Sunday, August 17, 2014


Bagi Anda warga Kota Banda Aceh, tentu tidak asing lagi dengan istilah Kota Madani. Hampir disetiap sudut kota, kita dapat melihat berbagai tulisan di spanduk/baliho/banner yang berisi ajakan dan himbauan kepada masyarakat untuk terus menyongsong dan mewujudkan Kota Banda Aceh sebagai Kota Madani.

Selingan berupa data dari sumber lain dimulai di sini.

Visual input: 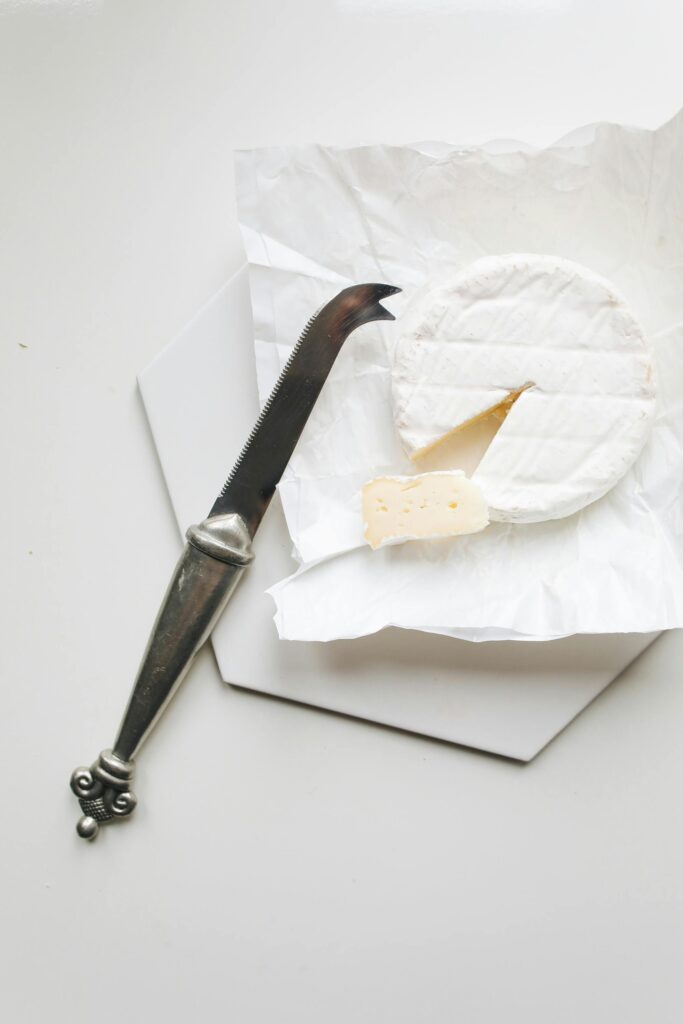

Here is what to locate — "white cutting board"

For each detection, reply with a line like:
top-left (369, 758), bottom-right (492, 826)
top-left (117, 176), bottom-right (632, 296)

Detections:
top-left (139, 268), bottom-right (655, 761)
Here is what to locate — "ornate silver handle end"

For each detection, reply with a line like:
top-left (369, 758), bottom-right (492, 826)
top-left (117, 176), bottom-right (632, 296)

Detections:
top-left (71, 751), bottom-right (137, 840)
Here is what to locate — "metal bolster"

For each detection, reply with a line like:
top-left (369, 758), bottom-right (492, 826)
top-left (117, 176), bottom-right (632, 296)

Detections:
top-left (185, 512), bottom-right (254, 565)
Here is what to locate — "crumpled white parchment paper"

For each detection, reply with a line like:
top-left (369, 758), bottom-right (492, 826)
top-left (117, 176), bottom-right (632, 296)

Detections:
top-left (237, 112), bottom-right (683, 640)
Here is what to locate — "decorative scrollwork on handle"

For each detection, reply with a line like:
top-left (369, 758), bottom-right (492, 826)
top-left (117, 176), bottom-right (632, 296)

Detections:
top-left (71, 751), bottom-right (137, 839)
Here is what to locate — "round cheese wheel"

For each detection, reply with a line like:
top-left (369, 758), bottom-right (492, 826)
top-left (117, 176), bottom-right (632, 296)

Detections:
top-left (392, 254), bottom-right (655, 522)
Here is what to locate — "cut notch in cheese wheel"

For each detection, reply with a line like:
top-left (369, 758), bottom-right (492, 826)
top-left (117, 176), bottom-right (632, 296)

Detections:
top-left (362, 470), bottom-right (488, 548)
top-left (393, 255), bottom-right (655, 522)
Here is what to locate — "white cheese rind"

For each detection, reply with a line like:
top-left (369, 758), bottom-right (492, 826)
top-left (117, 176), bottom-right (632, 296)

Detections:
top-left (393, 254), bottom-right (655, 522)
top-left (362, 470), bottom-right (488, 548)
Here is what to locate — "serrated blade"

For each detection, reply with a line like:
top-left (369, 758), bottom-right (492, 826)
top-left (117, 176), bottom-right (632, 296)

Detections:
top-left (209, 285), bottom-right (400, 537)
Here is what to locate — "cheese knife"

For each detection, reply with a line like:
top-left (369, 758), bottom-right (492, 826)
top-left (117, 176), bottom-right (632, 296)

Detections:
top-left (71, 285), bottom-right (400, 840)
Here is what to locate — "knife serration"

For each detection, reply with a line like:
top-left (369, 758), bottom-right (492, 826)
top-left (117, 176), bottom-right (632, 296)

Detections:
top-left (209, 285), bottom-right (400, 537)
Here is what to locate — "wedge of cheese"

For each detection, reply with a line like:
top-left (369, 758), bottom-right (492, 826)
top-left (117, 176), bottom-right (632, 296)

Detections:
top-left (362, 470), bottom-right (488, 548)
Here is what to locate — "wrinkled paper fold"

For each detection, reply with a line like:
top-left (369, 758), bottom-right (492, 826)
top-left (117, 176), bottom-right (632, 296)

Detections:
top-left (237, 113), bottom-right (683, 640)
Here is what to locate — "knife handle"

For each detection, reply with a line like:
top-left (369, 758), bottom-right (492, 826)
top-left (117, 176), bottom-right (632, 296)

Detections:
top-left (71, 514), bottom-right (253, 839)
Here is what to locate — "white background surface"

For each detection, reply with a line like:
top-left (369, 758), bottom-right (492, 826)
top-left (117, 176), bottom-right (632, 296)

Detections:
top-left (0, 0), bottom-right (683, 1024)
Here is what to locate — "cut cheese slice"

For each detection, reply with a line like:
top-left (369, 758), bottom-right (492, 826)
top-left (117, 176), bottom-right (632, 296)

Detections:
top-left (392, 254), bottom-right (655, 522)
top-left (362, 470), bottom-right (488, 548)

Bahkan di berbagai kesempatan, pejabat daerah baik Wali Kota/Wakil Wali Kota dan jajarannya tidak pernah lupa dan terus mengajak setiap individu di Kota Banda Aceh untuk mewujudkan cita-cita Menjadikan Banda Aceh sebagai Kota Madani.

Kota Madani

Istilah Madani dapat diartikan sebagai suatu kelompok masyarakat yang membangun dan menjalankan kehidupannya secara beradap (berperadaban) dengan dasar norma hukum dan ilmu (pengetahuan). Masyarakat yang hidup dalam bingkai Madani, telah memiliki kesadaran dalam menjalankan setiap peran sesuai dengan tugas/kewajibannya. Pada akhirnya, kelompok masyarakat tersebut akan membentuk sebuah masyarakat yang hidup sejahtera, beradap. taat hukum serta cerdas dalam bingkai Kota Madani.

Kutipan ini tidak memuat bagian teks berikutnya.